BAB 34: A Name That Came Home

14.5K 1.6K 301
                                    

sorry for typos and grammar mistakes.

Happy reading❤️

***
BAB 34: A Name That Came Home

.
.
.

Arvin sebisa mungkin mempertahankan kesadarannya, berusaha untuk tak terbuai oleh keindahan yang tersuguhkan di depan mata, tatkala seorang gadis muncul dari balik pintu kaca, melangkah ke arahnya. Sepasang bola mata cokelat gadis itu bertemu tatap dengan matanya, membuatnya menegakkan postur tubuh dan menetralkan mimik wajah, tak ingin keterpukauannya tertangkap basah oleh siapapun, terutama oleh gadis itu.
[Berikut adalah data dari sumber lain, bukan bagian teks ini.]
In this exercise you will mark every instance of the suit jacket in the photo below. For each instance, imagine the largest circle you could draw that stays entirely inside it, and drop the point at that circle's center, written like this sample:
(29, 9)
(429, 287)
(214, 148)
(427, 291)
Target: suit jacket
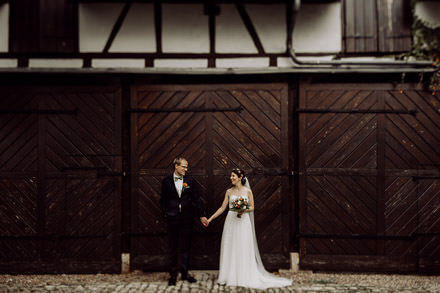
(170, 200)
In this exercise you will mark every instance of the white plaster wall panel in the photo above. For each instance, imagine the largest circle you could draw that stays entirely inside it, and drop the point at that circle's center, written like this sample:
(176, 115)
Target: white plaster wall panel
(8, 63)
(270, 23)
(56, 63)
(4, 27)
(231, 33)
(318, 28)
(184, 29)
(181, 63)
(137, 33)
(96, 21)
(118, 63)
(242, 62)
(429, 13)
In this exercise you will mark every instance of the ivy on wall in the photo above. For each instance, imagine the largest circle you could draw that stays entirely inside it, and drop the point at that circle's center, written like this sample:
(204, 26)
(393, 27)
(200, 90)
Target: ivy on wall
(426, 46)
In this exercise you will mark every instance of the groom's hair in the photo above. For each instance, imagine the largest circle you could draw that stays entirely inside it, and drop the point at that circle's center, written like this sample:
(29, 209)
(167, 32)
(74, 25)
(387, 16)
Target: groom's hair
(179, 161)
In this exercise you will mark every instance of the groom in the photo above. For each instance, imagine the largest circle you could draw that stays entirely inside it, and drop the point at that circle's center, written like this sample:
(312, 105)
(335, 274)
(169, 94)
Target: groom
(177, 198)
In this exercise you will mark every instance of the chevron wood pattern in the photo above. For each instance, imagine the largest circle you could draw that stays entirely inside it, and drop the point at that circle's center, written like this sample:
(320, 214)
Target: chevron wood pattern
(58, 149)
(214, 142)
(364, 191)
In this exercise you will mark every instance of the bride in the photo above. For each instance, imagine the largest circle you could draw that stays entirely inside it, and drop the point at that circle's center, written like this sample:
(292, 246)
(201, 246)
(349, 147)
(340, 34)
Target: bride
(240, 261)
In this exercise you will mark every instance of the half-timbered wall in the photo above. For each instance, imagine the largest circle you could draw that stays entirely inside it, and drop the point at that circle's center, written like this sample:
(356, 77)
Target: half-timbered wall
(149, 34)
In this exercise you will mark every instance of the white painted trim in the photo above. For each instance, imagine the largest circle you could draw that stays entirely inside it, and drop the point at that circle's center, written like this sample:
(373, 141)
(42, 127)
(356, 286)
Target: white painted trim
(242, 62)
(180, 63)
(8, 63)
(118, 63)
(55, 63)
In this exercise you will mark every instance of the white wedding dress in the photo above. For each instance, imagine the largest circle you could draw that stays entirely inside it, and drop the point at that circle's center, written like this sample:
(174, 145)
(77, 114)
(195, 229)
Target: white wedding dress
(240, 262)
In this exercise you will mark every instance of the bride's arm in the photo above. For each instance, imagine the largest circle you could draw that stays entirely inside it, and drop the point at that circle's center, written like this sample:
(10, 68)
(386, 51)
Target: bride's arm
(251, 201)
(221, 209)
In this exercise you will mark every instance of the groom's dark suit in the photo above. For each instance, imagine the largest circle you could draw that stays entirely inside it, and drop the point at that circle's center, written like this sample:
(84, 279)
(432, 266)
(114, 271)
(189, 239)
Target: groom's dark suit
(178, 210)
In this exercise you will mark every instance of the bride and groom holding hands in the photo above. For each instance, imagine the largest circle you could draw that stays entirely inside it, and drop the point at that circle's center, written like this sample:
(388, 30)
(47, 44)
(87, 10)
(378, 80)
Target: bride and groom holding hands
(240, 261)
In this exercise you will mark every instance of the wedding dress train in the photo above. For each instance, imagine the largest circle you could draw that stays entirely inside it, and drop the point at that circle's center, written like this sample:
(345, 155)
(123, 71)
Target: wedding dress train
(240, 261)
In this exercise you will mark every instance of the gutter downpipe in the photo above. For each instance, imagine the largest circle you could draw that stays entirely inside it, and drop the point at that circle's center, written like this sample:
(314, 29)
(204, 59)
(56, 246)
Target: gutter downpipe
(292, 11)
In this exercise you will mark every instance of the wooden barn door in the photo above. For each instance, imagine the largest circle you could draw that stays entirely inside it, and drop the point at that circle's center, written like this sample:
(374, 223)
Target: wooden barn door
(59, 180)
(217, 127)
(369, 165)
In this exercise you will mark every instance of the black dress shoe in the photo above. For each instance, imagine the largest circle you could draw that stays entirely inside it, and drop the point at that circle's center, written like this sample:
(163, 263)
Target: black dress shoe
(189, 278)
(172, 281)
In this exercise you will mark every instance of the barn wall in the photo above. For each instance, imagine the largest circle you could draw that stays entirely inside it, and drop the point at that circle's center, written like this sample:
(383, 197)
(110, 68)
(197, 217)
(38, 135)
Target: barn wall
(4, 26)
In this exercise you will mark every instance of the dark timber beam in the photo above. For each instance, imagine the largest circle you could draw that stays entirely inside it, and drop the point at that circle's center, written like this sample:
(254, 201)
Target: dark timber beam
(117, 26)
(250, 27)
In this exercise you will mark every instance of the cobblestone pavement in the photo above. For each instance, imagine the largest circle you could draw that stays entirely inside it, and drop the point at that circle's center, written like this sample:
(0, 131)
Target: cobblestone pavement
(306, 282)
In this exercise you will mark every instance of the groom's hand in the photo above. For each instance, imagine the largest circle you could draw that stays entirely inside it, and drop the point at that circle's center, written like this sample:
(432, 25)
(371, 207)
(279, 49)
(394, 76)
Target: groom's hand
(204, 221)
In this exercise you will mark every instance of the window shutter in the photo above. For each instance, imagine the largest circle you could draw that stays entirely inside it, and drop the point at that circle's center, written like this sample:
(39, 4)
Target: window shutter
(394, 26)
(377, 26)
(360, 25)
(46, 26)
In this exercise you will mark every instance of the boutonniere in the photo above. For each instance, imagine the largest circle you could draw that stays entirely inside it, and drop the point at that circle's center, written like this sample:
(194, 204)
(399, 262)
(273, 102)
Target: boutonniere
(185, 186)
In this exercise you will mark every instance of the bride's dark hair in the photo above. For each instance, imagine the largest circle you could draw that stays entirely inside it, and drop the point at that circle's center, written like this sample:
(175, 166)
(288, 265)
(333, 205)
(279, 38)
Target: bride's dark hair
(240, 173)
Lihat lah netra cokelat yang begitu jernih saat tersorot matahari itu, bak tetesan madu yang membungkus kelopak bunga dandelion, menyihir Arvin dalam kesunyian, membungkam mulut pemuda itu sampai ia tak sanggup mengucap satu penggalan kata: "Hai."

Dengan senyum yang sedikit kaku, gadis itu menunjuknya, bibir berwarna merah jambu itu kemudian bergerak memanggil namanya. "Arvin?"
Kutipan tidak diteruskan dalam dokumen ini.